The recipe didn’t look hard, but it was going to require me to hit the Sunday Farmer’s Market to track down lemongrass. I’ve never bought lemongrass before but I was confident I’d be able to get it there. The market nearest to us is in the rear of a Shopping Mall and not as huge as the Marin or Alemany farmer’s markets but it has all I really need. As it turned out, only one of the stands carried lemongrass.
At another stand, where I asked if they had it because they had other Asian items like bittermelon and gorgeous bok choy, the farmer sheepishly said they do grow it but he forgot to get it on the truck that day. While I was at the market, I was also able to pick up really fresh and fragrant cilantro and ginger. Lemongrass is, as my husband puts it, like a very tough leek. The ends are discarded and you clean and cut them in much the same way, down the center and then into thin, half-moon slices.

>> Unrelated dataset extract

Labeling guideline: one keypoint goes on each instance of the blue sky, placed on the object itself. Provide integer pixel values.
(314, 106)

It became pretty clear that my hub was going to take over putting the dinner together, which was A-OK with me. He was doctoring the store-bought fish sauce and planning to make a separate broth to go with the rice stick noodles we were going to make to go with it.
I cleaned the crab – another first for me – and realized what was left was not going to be enough for a meal for several adults. So off to Mollie Stone’s I went where, as luck would have it, they had a season-kick-off deal selling the crabs for only a buck more a pound than at Costco. And at Mollie’s they cracked and cleaned the crab for me – very worth the dollar or two more.
The meal turned out great. I loved eating the crab heated through rather than cold, and I enjoyed the extra layer of tastes added by the beer and lemongrass second steaming. The dish was zippy but not alarmingly so. There was still the work of cracking the claws and all, but to me it felt more like the bites I was pulling out were much more special.
Thanks, Costco. We will do this one again!
Spicy Asian Beer-Steamed Crab
3 pounds cooked King Crab legs and/or Dungeness clusters (cleaned halves of whole crab)
3 12-ounce bottles of good lager beer (we used 2 bottles of Lagunitas IPA – very good stuff!)
2 lemongrass stalks, cut in half lengthwise
4-inch piece of fresh ginger, thinly sliced
3-4 thai chilies, thinly sliced, divided (we didn’t have this, so used bottled Thai chili sauce)
8 garlic cloves, peeled
4 limes, cut into wedges, divided
2 green onions, thinly sliced
½ bunch cilantro, finely chopped
4 tablespoons Vietnamese fish sauce
Rinse crab under cool running water to remove any external ice.
In a 6-quart pot with a steamer insert, combine beer, lemongrass, ginger, half of the chilies, garlic and half of the lime wedges. Bring the mixture to an aromatic boil. Place the crab gently in the steamer, and steam untils it is warmed through, abut 4 – 5 minutes. Remove and place the crab on a large serving platter.
Sprinkle the crab with the remaining chilies, green onions, cilantro and fish sauce. Fish Sauce can also be served on the side for dipping. Place the remaining lime wedges on the platter around the crab. Makes 2 – 4 servings.